体型と病気のリスクについての研究が進んでいるが、日本人の身体的特徴として挙げられる「胴長短足」が「肝臓病リスクになる」との指摘もある。
「2008年、英・ブリストル大学のアビゲイル・フレイザー教授が同国の公衆衛生専門誌に発表した研究で、足が短い人ほど肝臓病の指標である酵素マーカーの値が悪かったと指摘しました」(医療経済ジャーナリスト・室井一辰氏)

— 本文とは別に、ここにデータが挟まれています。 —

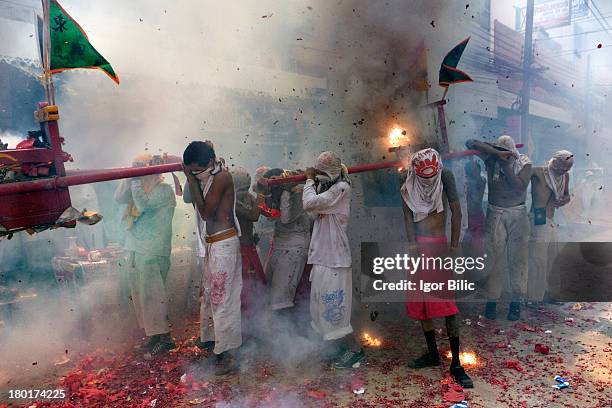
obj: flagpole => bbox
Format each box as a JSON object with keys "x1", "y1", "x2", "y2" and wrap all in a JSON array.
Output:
[{"x1": 42, "y1": 0, "x2": 55, "y2": 105}]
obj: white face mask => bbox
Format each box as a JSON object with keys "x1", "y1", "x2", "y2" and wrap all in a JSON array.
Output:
[
  {"x1": 417, "y1": 176, "x2": 436, "y2": 186},
  {"x1": 195, "y1": 168, "x2": 212, "y2": 183}
]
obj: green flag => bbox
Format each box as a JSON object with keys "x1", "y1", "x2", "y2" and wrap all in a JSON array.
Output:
[
  {"x1": 438, "y1": 37, "x2": 472, "y2": 88},
  {"x1": 49, "y1": 0, "x2": 119, "y2": 84}
]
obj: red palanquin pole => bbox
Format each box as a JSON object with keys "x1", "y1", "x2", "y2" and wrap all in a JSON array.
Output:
[
  {"x1": 0, "y1": 144, "x2": 522, "y2": 196},
  {"x1": 0, "y1": 163, "x2": 183, "y2": 196}
]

この研究は、60~79歳の英国女性4300人を対象に行なわれた。足の長さの測定は身長から座高を引くという方法をとっており、その結果を「49.8~74cm」「74.1~77.4cm」「77.5cm~100.7cm」の3群に分類。同時に、採血検査を行ない、肝臓の酵素マーカー値を測定した結果を集計した。
「著者のフレイザー教授は論文の冒頭で『足の長さは子供時代の栄養状態と関係する』と指摘。また、『小児期の栄養状態が悪かった人は肝臓の発育にも影響を及ぼし、成人後、肝機能に影響する可能性があるとされる』とし、その関係を調べたと記しています。この研究の対象は女性だけでしたが、著者の立てた仮説からすれば、男性でも同じことが言えるでしょう」(同前)
文部科学省は2016年、学校の健康診断で行なわれる「座高測定」を廃止したが、こうした研究が進むことで復活する日が来るかもしれない。